As a promo for the season 3 finale of Only Murders in the Building, Playbill published the review of Death Rattle that theater critic Maxine Spear never published (actually written by OMITB writer Brian Rosenwinkel) and was later found in the shredder.
THUNDER CRASHES, the lighthouse lantern spins, and a body lies crumpled on the rocks.
A body, dear reader, that I sincerely wished was my own.
If it had been, then I would have been spared from the cruelty of sitting through Oliver Putnam’s three-hour desperate cry for help. Bland. Bleak. Impossibly, indescribably boring; Death Rattle is far too perfect a name for a show that is essentially one long, shaky, exceptionally painful, dying breath.
The process of narrowing down a suspect behind the heinous crime that is this production, or even making a list of offenses is utterly overwhelming. The show is criminally miscast (we will get to that), heinously designed, and lit like the men’s sauna in a West Village gym in 1968 (very, very poorly!). But it is the direction that pains me most. It is the direction that makes me wish I could swap bodies with a Bush-era inmate in Guantanamo Bay if it means escaping this theatre. It’s the direction that makes me convinced that the very foundations of modern American theatre are rotted to the core.

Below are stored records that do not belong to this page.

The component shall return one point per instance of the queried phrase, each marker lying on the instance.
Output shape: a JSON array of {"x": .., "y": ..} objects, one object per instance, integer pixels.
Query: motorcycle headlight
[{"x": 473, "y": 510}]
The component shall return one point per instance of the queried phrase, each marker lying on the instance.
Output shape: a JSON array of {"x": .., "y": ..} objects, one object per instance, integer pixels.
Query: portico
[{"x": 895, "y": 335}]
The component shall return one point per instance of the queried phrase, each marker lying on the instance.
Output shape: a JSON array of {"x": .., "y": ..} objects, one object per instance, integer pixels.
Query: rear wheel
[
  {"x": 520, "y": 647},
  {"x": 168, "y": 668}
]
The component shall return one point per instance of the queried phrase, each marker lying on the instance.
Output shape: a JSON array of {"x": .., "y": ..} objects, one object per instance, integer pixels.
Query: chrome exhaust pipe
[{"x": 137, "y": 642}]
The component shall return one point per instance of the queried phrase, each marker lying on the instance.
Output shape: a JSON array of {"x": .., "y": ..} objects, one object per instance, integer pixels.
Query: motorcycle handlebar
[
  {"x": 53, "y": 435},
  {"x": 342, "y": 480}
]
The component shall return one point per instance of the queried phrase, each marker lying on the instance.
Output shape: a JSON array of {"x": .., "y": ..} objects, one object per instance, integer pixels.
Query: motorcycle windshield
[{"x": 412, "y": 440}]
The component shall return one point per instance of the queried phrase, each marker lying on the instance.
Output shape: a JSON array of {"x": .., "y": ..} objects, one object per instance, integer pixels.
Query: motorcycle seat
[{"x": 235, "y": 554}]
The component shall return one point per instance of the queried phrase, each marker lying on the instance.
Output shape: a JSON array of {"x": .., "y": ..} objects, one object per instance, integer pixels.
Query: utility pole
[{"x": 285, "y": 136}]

Putnam is admittedly more well known for captivating his ensembles (by way of paralysis) than his audiences. But anyone with more culture than a vanilla yogurt has probably encountered the play in some form-if not by starring in it at the local elementary school, then in the form of a spoof on television, in film, or by Cate Blanchett opening the Tonys in 2012. Therefore, I assumed-incorrectly-that anyone adapting the show for modern audiences might have something to say. Something unique.
Putnam is known best for his vivid use of color, his love of large ensembles, and his work bringing highly choreographed (and oft under-rehearsed) musicals to the American stage. And yet Death Rattle feels drained of all vitality. One watch is enough to sap any audience member of the desire to return to the theatre-for life.
The show was clearly meant to be a star vehicle for Ben Glenroy, who appears to have really tried his best. Honestly. And that’s very sweet, but his “best” unfortunately included several missed lines, three unscripted vulgarities, and two involuntary winks at women in the audience. He’s as wooden as the lighthouse he’s standing on, and unlike most silver screen stars who struggle to scale up for the big stage, Glenroy projected so much that I was showered in spittle (row 10) by the time it was intermission.
Charles-Hayden Savage was more Brazzos than Constable, which would have been fine if he’d had the decency to arrest himself for his godawful performance, including but not limited to, his pants fly being down the entire second act. As far as the rest of the cast goes, Broadway newcomer Loretta Durkin was an underutilized breath of fresh air, but the ensemble seemed just as confused to be there as I was.
Was I missing something? Was the undeniable suffering I was experiencing as a viewer meant to evoke the work of say, Norwegian photographer Torbjørn Rødland whose disturbing photographs and themes of sadomasochism make commentary on the eroticism of the pain we inflict upon ourselves? Was the nightmarish lighting some weak visual reference to Caravaggio’s tenebrism, an allusion meant to help me find common ground between his grim, somber, works and my own depressing fate of sitting in this theatre? After much more thought than I care to have given, I can say confidently: no. No art was made here. No risks were taken. No work was done.
Putnam’s show didn’t sing. But whose fault was this really?
Like a ship ignoring the lighthouse’s bright and steady beams as it crashes into the craggy shore, I should have seen this one coming miles away. My biggest regret was ever getting my hopes up.
The fictional review also includes a Death Rattle program with a cast list, ads for the Arconia, the Pickle Diner, and the upcoming musical adaptation Death Rattle Dazzle.
source Cute promo stuff, but this post is also just an excuse for everyone to speculate about who murdered Ben Glenroy before the finale airs!